Just a quickie - has anyone got a Hamilton Khaki Navy GMT on a steel bracelet, new model, who can advise what it's like for adjustability? I ask as the model H77615133 is half price at the mo' at an AD on the high street and I'm tempted to try it. Only thing is I've small wrists so always concerned about bigger watches and the strap sizing? Will it go down to say a 6.5" wrist or not? Any help much appreciated!

Thanks

Dave

Ps the 2 models on half price are a bit of a steal!


----------



## Stinch (Jul 9, 2008)

Dave I don't have that particular model but I've had 2 Hamiltons on bracelets and both have had enough removeable links to fit my wrist which is similar size to yours if not a bit smaller. I don't know about this particular bracelet but on the 2 I had the links were removed by pushing out pins which is quite commom but on one they were so tight that it broke my pin removal tool so it might be an idea to get the AD to do it and check that they haven't knackered anything afterwards (not something I'd normally recommend as I usually prefer to do it myself).

Roger


----------



## deepreddave (Jan 28, 2011)

Roger,

Cheers but maybe predictably they've all gone before I go tone  Bit irritating as it said in stock, went into my basket, allowed me to get right to checkout, final press and then No! I'll assume it's for the best but thanks alot anyways


----------



## deepreddave (Jan 28, 2011)

Update - popped into local store and they found 4 in the group so I have one coming from a branch not too far away  Pleased as my most expensive watch purchase ever so really hoping it feels good on and not too big! Would have preferred a rubber strap I think but the ss one's probably the better all round option and I can always change that (but wow how dear are the ss bracelets!). Figuring if I don't like it I'll go for the refund or just sell it on..... so watch this space lol


----------



## deepreddave (Jan 28, 2011)

Well here's a pic - not great I know bit rushed as off out.
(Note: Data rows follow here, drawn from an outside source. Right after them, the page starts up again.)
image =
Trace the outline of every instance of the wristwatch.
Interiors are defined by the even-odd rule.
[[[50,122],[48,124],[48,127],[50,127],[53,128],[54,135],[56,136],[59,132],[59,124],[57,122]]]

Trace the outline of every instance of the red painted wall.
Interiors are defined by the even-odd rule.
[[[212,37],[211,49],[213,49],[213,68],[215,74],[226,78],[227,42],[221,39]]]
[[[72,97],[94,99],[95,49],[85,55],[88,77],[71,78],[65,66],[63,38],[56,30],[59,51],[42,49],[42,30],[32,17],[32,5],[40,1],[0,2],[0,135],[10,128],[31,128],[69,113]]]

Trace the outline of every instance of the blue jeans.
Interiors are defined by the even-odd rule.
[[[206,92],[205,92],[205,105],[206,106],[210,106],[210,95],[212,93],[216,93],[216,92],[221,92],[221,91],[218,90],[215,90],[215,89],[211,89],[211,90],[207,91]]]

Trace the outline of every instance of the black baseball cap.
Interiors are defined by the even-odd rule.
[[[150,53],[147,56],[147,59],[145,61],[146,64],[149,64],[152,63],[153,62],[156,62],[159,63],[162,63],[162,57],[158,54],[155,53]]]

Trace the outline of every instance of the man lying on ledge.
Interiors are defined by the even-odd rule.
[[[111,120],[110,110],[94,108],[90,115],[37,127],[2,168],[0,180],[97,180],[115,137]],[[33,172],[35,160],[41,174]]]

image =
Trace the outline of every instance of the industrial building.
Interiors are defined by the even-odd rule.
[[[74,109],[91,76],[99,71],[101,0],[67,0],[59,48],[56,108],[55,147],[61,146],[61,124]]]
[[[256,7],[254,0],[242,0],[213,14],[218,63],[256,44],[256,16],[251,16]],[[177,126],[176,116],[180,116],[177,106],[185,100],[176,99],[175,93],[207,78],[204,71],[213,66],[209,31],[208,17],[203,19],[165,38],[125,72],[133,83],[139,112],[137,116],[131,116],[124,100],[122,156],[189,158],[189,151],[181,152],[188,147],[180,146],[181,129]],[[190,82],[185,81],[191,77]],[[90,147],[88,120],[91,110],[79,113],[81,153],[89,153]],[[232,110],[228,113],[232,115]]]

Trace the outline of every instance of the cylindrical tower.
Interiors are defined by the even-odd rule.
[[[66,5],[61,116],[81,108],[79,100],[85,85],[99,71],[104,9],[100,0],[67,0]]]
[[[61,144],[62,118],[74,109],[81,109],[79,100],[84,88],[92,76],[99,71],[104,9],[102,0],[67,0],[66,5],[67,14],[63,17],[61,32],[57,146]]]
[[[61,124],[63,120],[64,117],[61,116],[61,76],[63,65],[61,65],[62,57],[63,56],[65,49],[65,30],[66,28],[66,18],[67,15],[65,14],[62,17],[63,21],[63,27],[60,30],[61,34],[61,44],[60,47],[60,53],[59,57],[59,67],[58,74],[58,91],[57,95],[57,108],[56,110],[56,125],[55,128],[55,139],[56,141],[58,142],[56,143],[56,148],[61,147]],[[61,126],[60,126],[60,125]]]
The marks on the glass are the plastic cover which I haven't taken off yet as still a teeny bit concerned it's a fraction big on my small wrists! Figured out all the functions, aside from which crown is the manual winding one (the instruction books next to useless but in 40 languages , and the font for the city names is a little feint for my liking but I'm never going to use the GMT side of things much tbh.

First impressions are of a very well made solid watch with some nice finishing touches. Bracelet sized down fine and doesn't feel too big on. Not sure on accuracy straight out the box but in the first 24 hrs it's gained 3 seconds which I can probably cope with.

Will take a better pic when I decide to remove the plastic..... assuming it's not up for trade for a similar condition and style 38-40mm one!


----------